Elizabeth Perry Original Wampum Art / Elizabeth Perry
Tribal affiliation: Aquinnah Wampanoag
How to purchase:
Website: www.elizabethjamesperry.com
Email: marineart@hotmail.com
Bio:
A multi medium Wampanoag artist, Elizabeth was mentored by her mother, a scrimshaw artist and cousins' Helen Attaquin and Nanepashemut Tony Pollard. Her fine artwork focuses on Northeastern Woodlands Native artistic expressions, using sustainably harvested traditional materials for her Wampum shell carving, colorful hand-twined patterned bags, finger woven sash- and oblique- weaving and natural dyeing. She cultivates the milkweed plants for spinning fibers and many different dye plants. The ancient art of wampum comes from the word wampumpeak for white shell bead, and the thick material has a great natural weight and presence. It is used for treaty and history keeping belts, as wholesome adornment and for ceremony by Eastern tribal nations. The shells are harvested each summer from local waters, opened, sorted, and carefully shaped depending on what the artist sees in the rich layered purple and white. Whale effigies, Shark designs, Black bear and other family clan emblems are among her most popular designs, along with long delicate earrings, belts and alliance collars. Elizabeth also consults on questions about techniques, materials and cultural inspiration in Northeastern wampum, textiles, and basketry in museum collections nationwide.
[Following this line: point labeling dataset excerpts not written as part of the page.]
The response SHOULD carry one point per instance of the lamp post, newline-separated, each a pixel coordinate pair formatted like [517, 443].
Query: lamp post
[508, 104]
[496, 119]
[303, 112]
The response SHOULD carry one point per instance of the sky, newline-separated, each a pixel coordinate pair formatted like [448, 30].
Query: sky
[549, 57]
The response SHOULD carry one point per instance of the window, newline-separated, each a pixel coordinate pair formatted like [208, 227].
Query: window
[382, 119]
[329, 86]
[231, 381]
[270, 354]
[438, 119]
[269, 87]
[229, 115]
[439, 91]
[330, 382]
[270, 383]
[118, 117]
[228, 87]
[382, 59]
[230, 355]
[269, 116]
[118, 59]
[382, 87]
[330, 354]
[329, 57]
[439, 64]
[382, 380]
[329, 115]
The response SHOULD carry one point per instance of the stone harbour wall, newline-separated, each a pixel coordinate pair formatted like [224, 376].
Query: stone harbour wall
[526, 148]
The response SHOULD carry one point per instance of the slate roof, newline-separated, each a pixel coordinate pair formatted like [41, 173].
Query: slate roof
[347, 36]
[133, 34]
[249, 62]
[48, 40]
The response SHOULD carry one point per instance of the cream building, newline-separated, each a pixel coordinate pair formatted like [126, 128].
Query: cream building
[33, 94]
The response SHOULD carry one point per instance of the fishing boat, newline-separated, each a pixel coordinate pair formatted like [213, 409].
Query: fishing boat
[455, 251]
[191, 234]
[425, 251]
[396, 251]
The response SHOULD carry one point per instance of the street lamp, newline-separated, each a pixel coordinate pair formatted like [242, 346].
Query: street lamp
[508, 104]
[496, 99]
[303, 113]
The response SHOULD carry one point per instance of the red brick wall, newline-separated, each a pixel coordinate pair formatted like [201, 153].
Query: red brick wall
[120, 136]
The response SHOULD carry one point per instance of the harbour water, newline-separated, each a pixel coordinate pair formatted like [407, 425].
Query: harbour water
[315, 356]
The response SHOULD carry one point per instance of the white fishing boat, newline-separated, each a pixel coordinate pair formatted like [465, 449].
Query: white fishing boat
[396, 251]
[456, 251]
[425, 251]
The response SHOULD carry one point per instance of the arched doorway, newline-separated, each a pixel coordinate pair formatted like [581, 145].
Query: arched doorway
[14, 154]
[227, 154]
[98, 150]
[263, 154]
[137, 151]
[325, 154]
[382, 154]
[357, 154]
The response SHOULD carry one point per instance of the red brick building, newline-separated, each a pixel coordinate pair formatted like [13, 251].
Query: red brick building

Elizabeth's museum quality work can be viewed at her tribal museum the Aquinnah Cultural Center, the Alaskan Native Heritage Center, and at Sandwich-, New England-, Haffenraffer-, and Wallraf-Richartz museum collections. As a member of a Nation that has long lived on and harvested the sea, Elizabeth's is a perspective that combines art, an appreciation for Native storytelling and traditional environmental knowledge in her ways of relating to coastal North Atlantic life. With a degree in Marine Science from the University of Massachusetts, Dartmouth 2001, she has offshore commercial fisheries research experience and in animal rehabilitation. Elizabeth was honored to be a 38th Voyager onboard the historic Charles W. Morgan whaling vessel, as a descendant of the nineteenth century Gay Head/Aquinnah first mate. Her work has appeared in multiple publications, including First American Art magazine, and in the New England Foundation for the Arts blog: Centering Justice. She was a recipient of the Massachusetts Cultural Council's 2014 Traditional Arts Fellowship, and is a newly featured artist in a short wampum film on their website.
Elizabeth James-Perry resides in South Coast Massachusetts and worked for a decade in her communities Tribal Historic Preservation Office. Now she is creating in her studio full time.